UK Connect said it sent an engineer to the site within a few days of the request. The engineer surveyed the installation, investigated the performance issues, identified the root cause and produced a technical report setting out the findings and recommended changes.
“When performance issues arose at a customer site in Scotland, we needed fast, dependable on-site support to protect both the installation and the client relationship. UK Connect deployed a competent engineer quickly, carried out a thorough assessment, and delivered clear, practical recommendations. Their professionalism and speed allowed us to resolve the issue efficiently while maintaining full confidence in the quality of service delivered under our brand,” said Mark Rose, Director, Signal Solutions.
The launch broadens UK Connect’s offer beyond connectivity services into operational support for partners that need engineering coverage in multiple regions. It also reflects a wider shift among technology service providers towards more flexible staffing models as they manage labour shortages, variable project demand and pressure on margins.

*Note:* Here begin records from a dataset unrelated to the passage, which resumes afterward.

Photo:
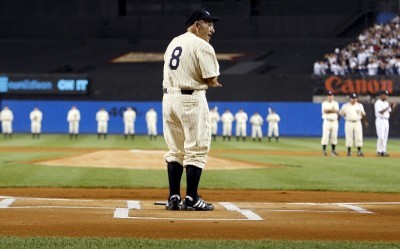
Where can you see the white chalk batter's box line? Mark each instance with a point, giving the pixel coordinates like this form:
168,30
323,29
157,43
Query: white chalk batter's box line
123,213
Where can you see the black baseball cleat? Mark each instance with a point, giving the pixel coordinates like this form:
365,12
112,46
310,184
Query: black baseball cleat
173,203
196,205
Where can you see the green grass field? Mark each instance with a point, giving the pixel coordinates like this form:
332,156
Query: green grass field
369,174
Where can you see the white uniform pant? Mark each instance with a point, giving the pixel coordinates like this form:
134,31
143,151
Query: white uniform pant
273,129
152,128
354,133
73,127
241,130
6,127
329,132
256,131
187,128
36,127
102,127
214,128
227,129
129,128
382,130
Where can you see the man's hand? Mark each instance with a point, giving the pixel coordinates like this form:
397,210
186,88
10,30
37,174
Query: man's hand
213,82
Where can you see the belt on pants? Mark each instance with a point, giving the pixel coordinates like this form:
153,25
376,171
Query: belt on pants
183,91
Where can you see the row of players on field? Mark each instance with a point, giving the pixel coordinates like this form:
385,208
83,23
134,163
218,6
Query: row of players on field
129,118
354,114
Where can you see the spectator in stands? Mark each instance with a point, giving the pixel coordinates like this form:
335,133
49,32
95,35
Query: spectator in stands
374,53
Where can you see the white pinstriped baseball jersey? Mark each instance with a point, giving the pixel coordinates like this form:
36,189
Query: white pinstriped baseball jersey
188,61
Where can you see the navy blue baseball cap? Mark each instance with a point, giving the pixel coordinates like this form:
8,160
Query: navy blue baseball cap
199,14
353,96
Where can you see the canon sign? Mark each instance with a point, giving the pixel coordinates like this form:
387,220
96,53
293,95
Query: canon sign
343,85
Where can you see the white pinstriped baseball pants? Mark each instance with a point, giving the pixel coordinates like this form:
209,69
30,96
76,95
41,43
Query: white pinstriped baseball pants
187,128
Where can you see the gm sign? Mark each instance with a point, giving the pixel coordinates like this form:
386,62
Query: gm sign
71,85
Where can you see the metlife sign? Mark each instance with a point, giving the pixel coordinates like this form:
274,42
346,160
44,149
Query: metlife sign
54,84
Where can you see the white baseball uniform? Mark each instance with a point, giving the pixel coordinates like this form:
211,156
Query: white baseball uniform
227,118
102,118
6,118
382,124
151,120
214,118
36,117
256,121
241,123
129,118
330,125
189,60
73,118
353,114
273,127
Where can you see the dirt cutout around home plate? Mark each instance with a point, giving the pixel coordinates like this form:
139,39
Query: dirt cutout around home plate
140,159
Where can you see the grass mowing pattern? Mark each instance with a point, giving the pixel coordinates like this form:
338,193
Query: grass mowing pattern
70,243
296,172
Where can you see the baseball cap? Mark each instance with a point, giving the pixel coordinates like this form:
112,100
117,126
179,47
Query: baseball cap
199,14
385,92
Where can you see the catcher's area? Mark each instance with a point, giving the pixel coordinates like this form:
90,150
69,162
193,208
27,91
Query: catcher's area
238,214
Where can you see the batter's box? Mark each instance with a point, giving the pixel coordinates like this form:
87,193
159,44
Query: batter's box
146,210
304,207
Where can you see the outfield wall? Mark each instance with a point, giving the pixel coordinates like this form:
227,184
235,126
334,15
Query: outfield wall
297,119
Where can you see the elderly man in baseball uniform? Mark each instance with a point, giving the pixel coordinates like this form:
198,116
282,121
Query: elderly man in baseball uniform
330,126
227,119
129,118
151,120
382,113
273,120
6,118
354,114
36,117
214,118
190,67
256,122
102,118
73,118
241,124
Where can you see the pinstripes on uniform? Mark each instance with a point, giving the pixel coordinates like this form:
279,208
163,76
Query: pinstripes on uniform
188,60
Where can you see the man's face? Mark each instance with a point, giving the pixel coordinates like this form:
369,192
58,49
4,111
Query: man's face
205,29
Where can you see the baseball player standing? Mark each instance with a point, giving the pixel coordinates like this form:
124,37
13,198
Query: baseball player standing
151,120
354,114
73,118
330,125
214,118
129,118
102,118
382,113
190,67
241,124
256,121
227,118
273,128
6,118
36,117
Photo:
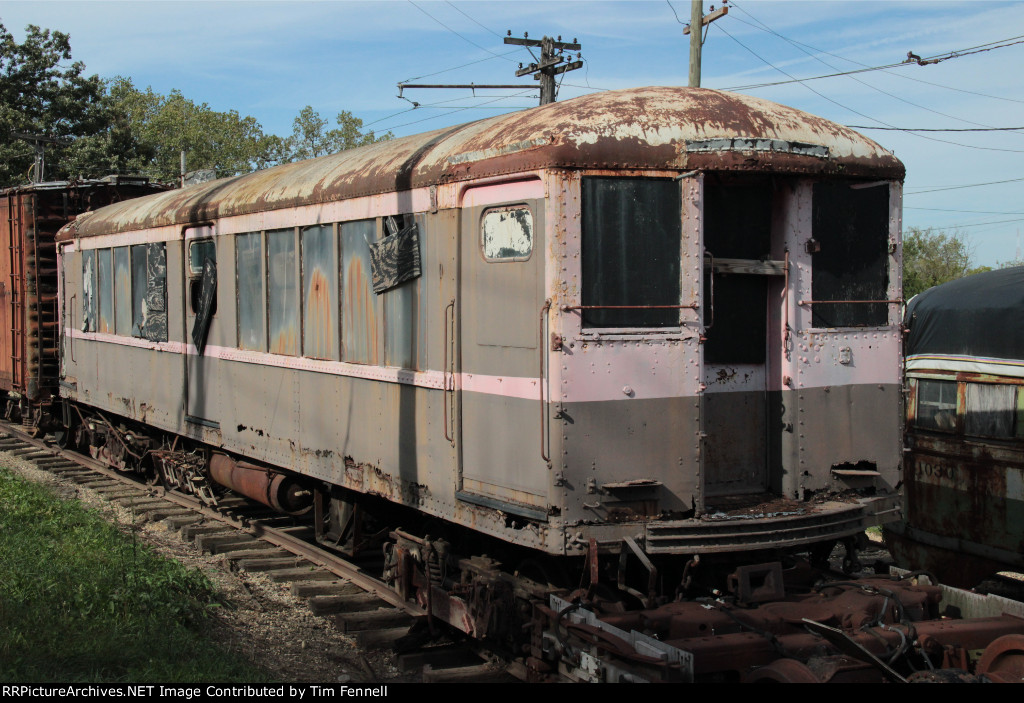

For MSPs and channel businesses, field service remains one of the hardest parts of delivery to standardise because quality depends on local availability, response times and contractor consistency. UK Connect’s new service targets that gap with a model built around short-notice deployment and job-by-job purchasing rather than permanent headcount.
The company said a senior engineer can be dispatched to any UK postcode, with a full engineering brief issued on confirmation and a detailed completion report delivered after the work is finished.